HIPAA Privacy Rule | Permitted Uses and Disclosures

As for the HIPAA Privacy Rule “Permitted Uses and Disclosures”, as an employee you need to know that a covered entity (and other relevant parties) is permitted - but not required - to use and disclose protected health information, without an individual’s authorization, for the following purposes or situations (source: www.hhs.gov):

  1. To the Individual (unless required for access or accounting of disclosures.
  2. Treatment, Payment, and Health Care Operations.
  3. Opportunity to Agree or Object.
  4. Incident to an otherwise permitted use and disclosure.
  5. Public Interest and Benefit Activities.
  6. Limited Data Set for the purposes of research, public health or health care operations.18 Covered entities may rely on professional ethics and best judgments in deciding which of these permissive uses and disclosures to make.
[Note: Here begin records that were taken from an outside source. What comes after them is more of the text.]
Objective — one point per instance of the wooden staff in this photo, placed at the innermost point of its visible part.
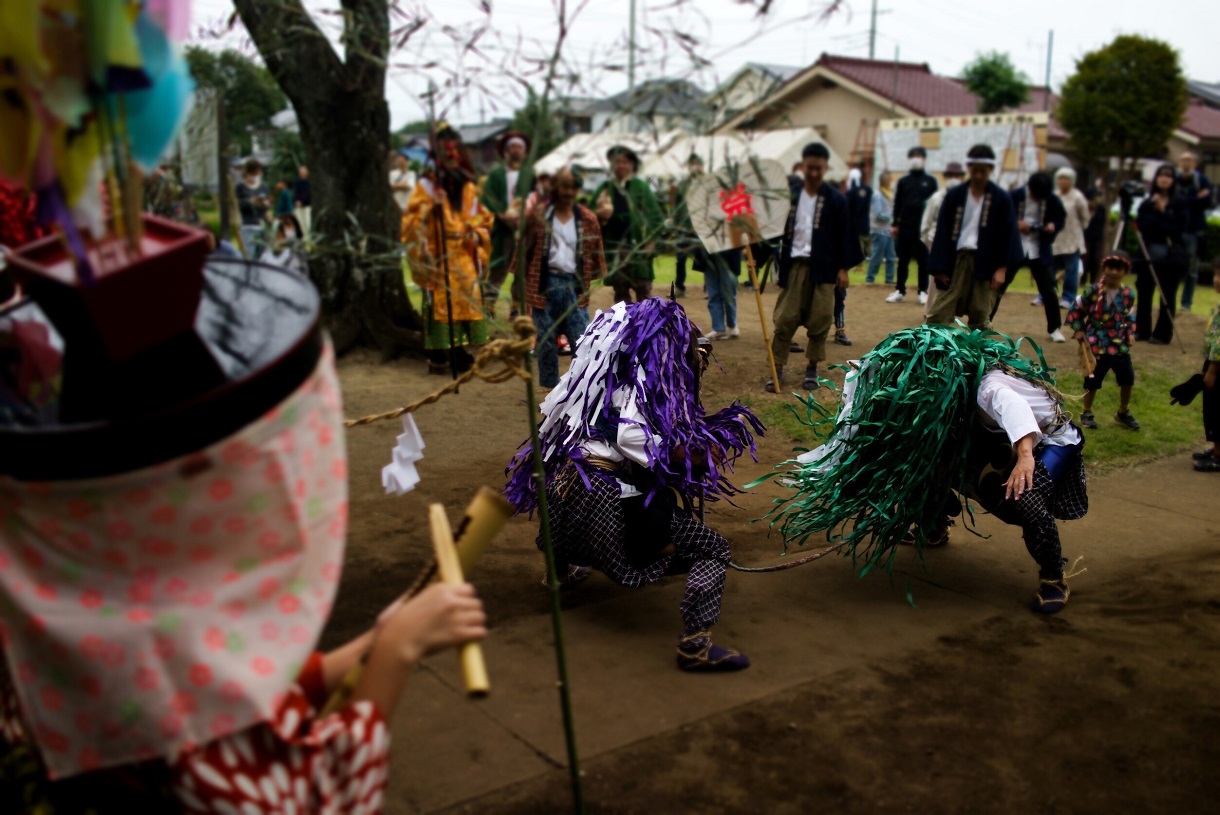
(473, 670)
(1087, 361)
(484, 517)
(752, 267)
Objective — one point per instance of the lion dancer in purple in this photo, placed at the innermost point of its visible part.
(628, 450)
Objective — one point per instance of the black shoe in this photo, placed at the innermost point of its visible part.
(770, 383)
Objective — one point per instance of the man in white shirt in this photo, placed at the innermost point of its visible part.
(1047, 480)
(627, 449)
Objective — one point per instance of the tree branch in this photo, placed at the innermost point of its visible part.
(288, 39)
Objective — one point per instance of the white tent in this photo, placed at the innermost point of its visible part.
(588, 150)
(785, 145)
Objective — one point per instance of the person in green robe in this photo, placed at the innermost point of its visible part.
(631, 223)
(504, 195)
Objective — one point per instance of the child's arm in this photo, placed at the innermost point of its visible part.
(441, 616)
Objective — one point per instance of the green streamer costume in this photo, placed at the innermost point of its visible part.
(902, 437)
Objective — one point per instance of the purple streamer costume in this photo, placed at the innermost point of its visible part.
(628, 513)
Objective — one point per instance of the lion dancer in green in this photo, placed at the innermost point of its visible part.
(504, 195)
(930, 417)
(631, 223)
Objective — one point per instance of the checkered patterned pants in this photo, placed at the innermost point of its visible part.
(1038, 508)
(587, 528)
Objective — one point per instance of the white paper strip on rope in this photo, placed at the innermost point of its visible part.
(400, 476)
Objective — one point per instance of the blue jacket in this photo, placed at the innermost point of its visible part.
(1049, 211)
(833, 245)
(999, 243)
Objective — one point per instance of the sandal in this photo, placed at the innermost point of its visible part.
(698, 654)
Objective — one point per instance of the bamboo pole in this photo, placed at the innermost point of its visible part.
(473, 667)
(752, 267)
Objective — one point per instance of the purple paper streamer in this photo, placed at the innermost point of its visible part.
(53, 209)
(654, 344)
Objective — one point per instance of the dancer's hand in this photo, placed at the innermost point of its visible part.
(1021, 478)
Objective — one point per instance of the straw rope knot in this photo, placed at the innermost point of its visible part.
(500, 360)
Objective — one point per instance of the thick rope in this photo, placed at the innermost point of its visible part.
(508, 353)
(785, 566)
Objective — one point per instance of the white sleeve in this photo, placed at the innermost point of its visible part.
(633, 439)
(1008, 409)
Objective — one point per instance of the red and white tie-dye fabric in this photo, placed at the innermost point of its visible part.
(292, 765)
(151, 611)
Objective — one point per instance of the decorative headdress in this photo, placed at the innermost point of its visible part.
(644, 351)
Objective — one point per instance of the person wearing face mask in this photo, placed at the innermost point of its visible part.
(1196, 190)
(953, 175)
(1163, 219)
(1069, 244)
(910, 198)
(1040, 217)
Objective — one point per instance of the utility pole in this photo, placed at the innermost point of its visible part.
(631, 49)
(872, 28)
(1051, 48)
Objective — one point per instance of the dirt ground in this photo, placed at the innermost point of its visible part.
(1107, 710)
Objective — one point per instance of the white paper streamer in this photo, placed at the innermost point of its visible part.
(400, 476)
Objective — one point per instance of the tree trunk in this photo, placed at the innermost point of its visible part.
(344, 123)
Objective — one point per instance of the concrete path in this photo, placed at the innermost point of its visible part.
(800, 626)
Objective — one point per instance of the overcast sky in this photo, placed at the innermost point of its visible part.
(943, 33)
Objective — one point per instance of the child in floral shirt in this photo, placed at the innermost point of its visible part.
(1209, 460)
(1102, 317)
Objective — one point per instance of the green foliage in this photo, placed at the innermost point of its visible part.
(1125, 99)
(996, 81)
(538, 122)
(248, 90)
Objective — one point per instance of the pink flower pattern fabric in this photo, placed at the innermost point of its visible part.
(150, 613)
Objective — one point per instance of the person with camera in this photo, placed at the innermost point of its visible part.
(1196, 189)
(1041, 216)
(911, 195)
(1162, 221)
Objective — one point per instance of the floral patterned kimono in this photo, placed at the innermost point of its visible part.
(467, 247)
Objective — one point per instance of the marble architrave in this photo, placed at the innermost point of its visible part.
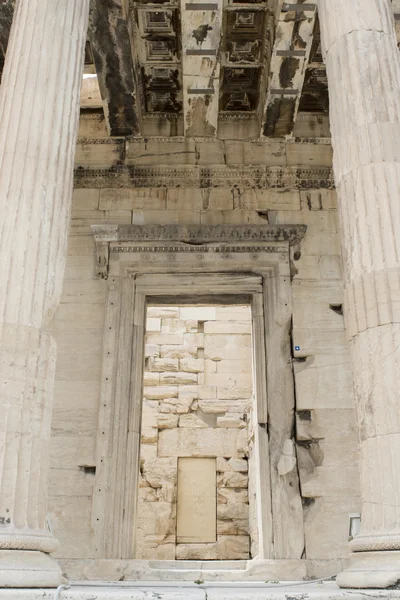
(39, 112)
(363, 66)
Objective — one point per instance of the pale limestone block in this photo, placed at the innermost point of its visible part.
(233, 313)
(167, 408)
(213, 405)
(225, 346)
(331, 423)
(163, 312)
(166, 217)
(198, 443)
(153, 325)
(192, 365)
(98, 155)
(86, 199)
(148, 452)
(233, 547)
(178, 378)
(324, 482)
(156, 518)
(152, 350)
(149, 413)
(160, 471)
(233, 496)
(223, 464)
(88, 292)
(69, 518)
(156, 151)
(227, 327)
(82, 220)
(233, 527)
(194, 339)
(308, 154)
(86, 342)
(151, 379)
(233, 510)
(164, 338)
(231, 217)
(240, 366)
(267, 153)
(220, 199)
(133, 199)
(71, 450)
(78, 367)
(270, 200)
(322, 221)
(326, 526)
(235, 393)
(207, 392)
(237, 464)
(329, 292)
(234, 479)
(242, 443)
(319, 200)
(78, 316)
(199, 313)
(167, 493)
(185, 198)
(164, 364)
(316, 243)
(196, 518)
(191, 421)
(231, 421)
(174, 325)
(167, 421)
(324, 381)
(161, 392)
(149, 435)
(147, 494)
(317, 315)
(75, 407)
(70, 482)
(229, 380)
(319, 341)
(178, 351)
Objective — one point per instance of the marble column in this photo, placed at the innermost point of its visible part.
(363, 66)
(39, 114)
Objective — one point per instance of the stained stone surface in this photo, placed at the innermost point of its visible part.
(182, 427)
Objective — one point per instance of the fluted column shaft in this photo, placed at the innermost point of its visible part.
(363, 66)
(39, 113)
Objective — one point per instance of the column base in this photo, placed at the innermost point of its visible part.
(28, 569)
(371, 570)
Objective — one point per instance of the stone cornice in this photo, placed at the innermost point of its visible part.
(260, 177)
(120, 239)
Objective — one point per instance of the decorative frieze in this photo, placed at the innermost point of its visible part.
(284, 178)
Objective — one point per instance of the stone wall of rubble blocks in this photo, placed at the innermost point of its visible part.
(327, 449)
(197, 395)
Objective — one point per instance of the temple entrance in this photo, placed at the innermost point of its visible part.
(161, 450)
(198, 476)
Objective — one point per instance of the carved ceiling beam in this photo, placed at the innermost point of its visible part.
(108, 34)
(293, 41)
(201, 38)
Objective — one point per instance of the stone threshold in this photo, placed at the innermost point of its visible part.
(326, 590)
(255, 570)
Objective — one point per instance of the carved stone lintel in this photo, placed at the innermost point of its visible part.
(259, 177)
(191, 238)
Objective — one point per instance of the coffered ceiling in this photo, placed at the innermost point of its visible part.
(231, 69)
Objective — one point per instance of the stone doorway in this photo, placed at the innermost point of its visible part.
(240, 265)
(198, 476)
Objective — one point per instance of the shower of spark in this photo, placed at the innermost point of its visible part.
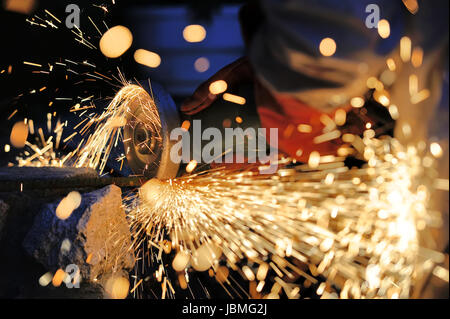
(107, 132)
(352, 233)
(357, 228)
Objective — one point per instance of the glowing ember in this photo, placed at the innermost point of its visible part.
(67, 205)
(19, 134)
(327, 47)
(147, 58)
(116, 41)
(218, 87)
(194, 33)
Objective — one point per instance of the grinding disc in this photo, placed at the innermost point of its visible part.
(151, 118)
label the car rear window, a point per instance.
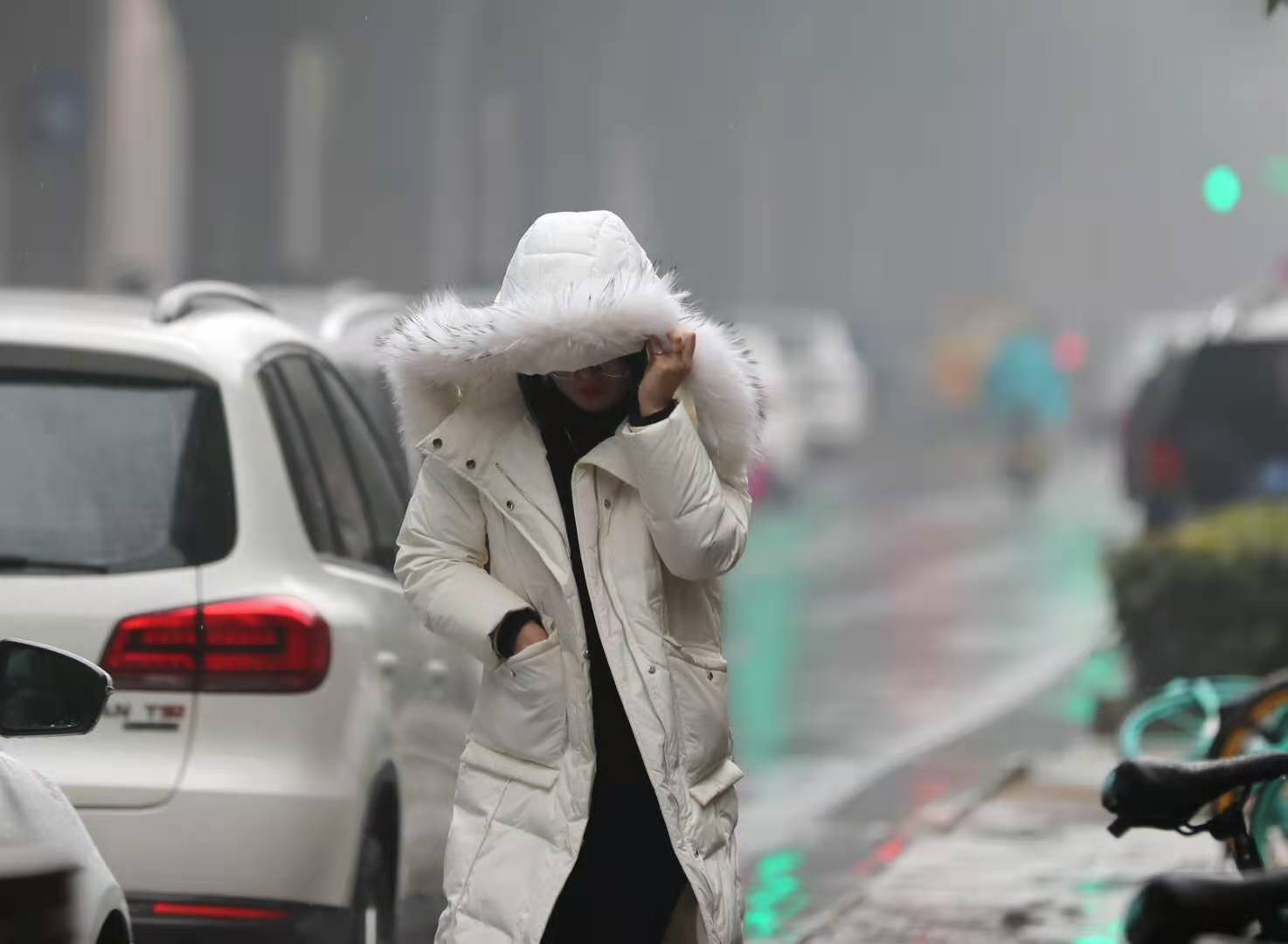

Each of the above conditions warrants further explanation, so please consider the following regarding these items:

  • “To the Individual”. It means just that - a covered entity (and other relevant parties) may disclose protected health information to the individual who is the subject of the information.
  • “Treatment, Payment, and Health Care Options”. Generally speaking, a covered entity (and other relevant parties) may use and disclose protected health information for its own treatment, payment, and health care operations activities. Furthermore, a covered entity (and other relevant parties) also may disclose protected health information for the treatment activities of any health care provider, the payment activities of another covered entity and of any health care provider, or the health care operations of another covered entity involving either quality or competency assurance activities or fraud and abuse detection and compliance activities, if both covered entities (or other relevant parties) have or had a relationship with the individual and the protected health information pertains to the relationship.
  • “Opportunity to Agree or Object”. Informal permission can also be obtained by asking the individual outright, or by relevant circumstance or situations that clearly give the individual the opportunity to agree, acquiesce, or object.
  • “Incident to an otherwise permitted use and disclosure”. The Privacy Rule also permits certain incidental uses and disclosures that occur as a by-product of another permissible or required use or disclosure, as long as the covered entity (or other relevant party) has applied reasonable safeguards and implemented the minimum necessary standard, where applicable. Furthermore, an incidental use or disclosure is a secondary use or disclosure that cannot reasonably be prevented, is limited in nature, and that occurs as a result of another use or disclosure that is permitted by the Rule. Source: www.hhs.gov | Incidental Uses and Disclosures)
  • “Public Interest and Benefit Activities”. The Privacy Rule permits use and disclosure of protected health information, without an individual’s authorization or permission, for 12 national priority purposes, which are the following:
  1. Required by Law
  2. Public Health Activities
  3. Victims of Abuse, Neglect, Domestic Violence
  4. Health Oversight Activities
  5. Judicial and Administrative Proceedings
  6. Law Enforcement Purposes
  7. Decedents
  8. Cadaveric Organ, Eye, or Tissue Donation
  9. Research
  10. Serious Threat to Health or Safety
  11. Essential Government Functions
  12. Worker’s Compensation
  • “Limited Data Set”. A limited data set, which essentially is protected health information that specified direct identifiers of individuals and their relatives, household members, and employers have been removed - may be used and disclosed for research, health care operations, and public health purposes, provided applicable criteria is met.